About Me

I am currently an intern with ESPN's Wide World of Sports and working on my Master's of Sport Administration at Belmont University. I am a sports addict, but just cant stand the way it gets fed to the public. Follow me on twitter @reCash22

Monday, October 24, 2011

Show Them the Money

Today, NCAA President, Mark Emmert, came out and said he will be asking the NCAA Division I Board of Directors to okay a $2,000 hike for NCAA Division I student-athletes. Well, hmmmm, I wonder why the NCAA Prez has all of a sudden come to this conclusion. Stating that student-athletes do not have the opportunities to work outside of the classroom and playing field, he believes this will help "to more closely approach" the cost of attending college. This is just more proof that the NCAA really has no idea what is going on here.

The arguments for (and against) paying college athletes really has little to do with "more closely approaching the cost of college." It has a lot to do with the fact that universities are banking mega-millions on the athletes that bear their colors. Everyone buys their favorite players number, without the name on the back, and that is just one way schools are banking on a players' likeness. CNBC Sports Business guru Darren Rovell @darrenrovell has come up with an interesting proposition that seems to make sense to me:
On Sunday, Rovell tweeted: "On my NCAA jersey proposal player would get 4% of gross = $1.20/jersey. Gross price is what retailer pays, not what you pay." Therefore, with that proposal and his estimation of the number of Tim Tebow jerseys sold during his career at the University of Florida, Tebow would have made roughly $40,000 dollars. But remember, that is only 4% of what the school is actually making.

But, let's be honest, the schools are not really making the big bucks on jersey and merchandise sales, the real money is in the TV deals. And, there is no better example of this than the 2011 Sugar Bowl between Ohio State and Arkansas. Everyone knows, Ohio State is currently waiting to hear from the NCAA Infractions Committee about what punishment it will receive for the "tattoo" scandal. And, most know that Ohio State, as a school, has already given up its wins from that entire season. However, I would argue that Ohio State should have given up all of the wins, EXCEPT, the Sugar Bowl win. Before the teams played in that game, the NCAA ruled all of the players listed in the scandal ELIGIBLE to play. Regardless of what the NCAA did, and did not know at that time, they said those players could play, and the main reason why they decided that was TV.

Nobody outside of the respective schools fans was going to tune in to watch the Sugar Bowl if three of Ohio State's top players, and most marketable ones at that, were not going to be on the field. It was a BCS game ($$$), between two top-ten ranked teams ($$$), on prime time TV ($$$), and the NCAA was not going to cost FOX any ratings.
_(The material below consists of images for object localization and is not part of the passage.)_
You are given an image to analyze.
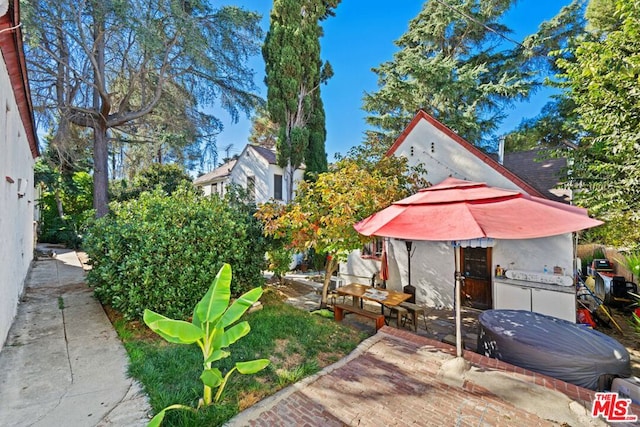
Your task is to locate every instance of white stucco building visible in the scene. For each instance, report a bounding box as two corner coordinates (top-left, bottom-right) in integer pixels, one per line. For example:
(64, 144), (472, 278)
(1, 0), (40, 349)
(194, 144), (304, 204)
(344, 111), (581, 322)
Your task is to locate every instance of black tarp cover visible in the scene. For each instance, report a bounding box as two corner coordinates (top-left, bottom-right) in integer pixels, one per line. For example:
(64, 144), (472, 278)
(477, 310), (631, 391)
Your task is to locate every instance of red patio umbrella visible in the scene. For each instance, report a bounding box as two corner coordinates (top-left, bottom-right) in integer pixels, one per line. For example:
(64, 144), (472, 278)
(354, 178), (603, 357)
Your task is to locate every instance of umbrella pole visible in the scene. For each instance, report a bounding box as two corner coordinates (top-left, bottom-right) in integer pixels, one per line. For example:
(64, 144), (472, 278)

The BCS distributed $174 million to conferences last bowl season. The Big10 and SEC made $27.2 million each for sending multiple teams to BCS Bowls. And, for some unknown reason, Notre Dame received $1.7 million from the BCS?!? Notre Dame hasn't been to a BCS bowl game since 2006, why they are receiving money each year from the BCS despite not making it to a BCS bowl game seems deficient. But, you have to realize, its all about the TV deals, and yet, nobody seems to realize that without the players, nobody would watch the games. Without the players, FOX, ESPN, and CBS wouldn't pay huge sums of money to broadcast the games, because nobody would watch.

I understand that scholarships that these athletes get pay their tuition to a higher education institution. But the price of the scholarship compared to the amount of money that schools make on the athletes (especially football and basketball players) doesn't add up. I am just not sure if 2,000 extra dollars is going to make up the difference either.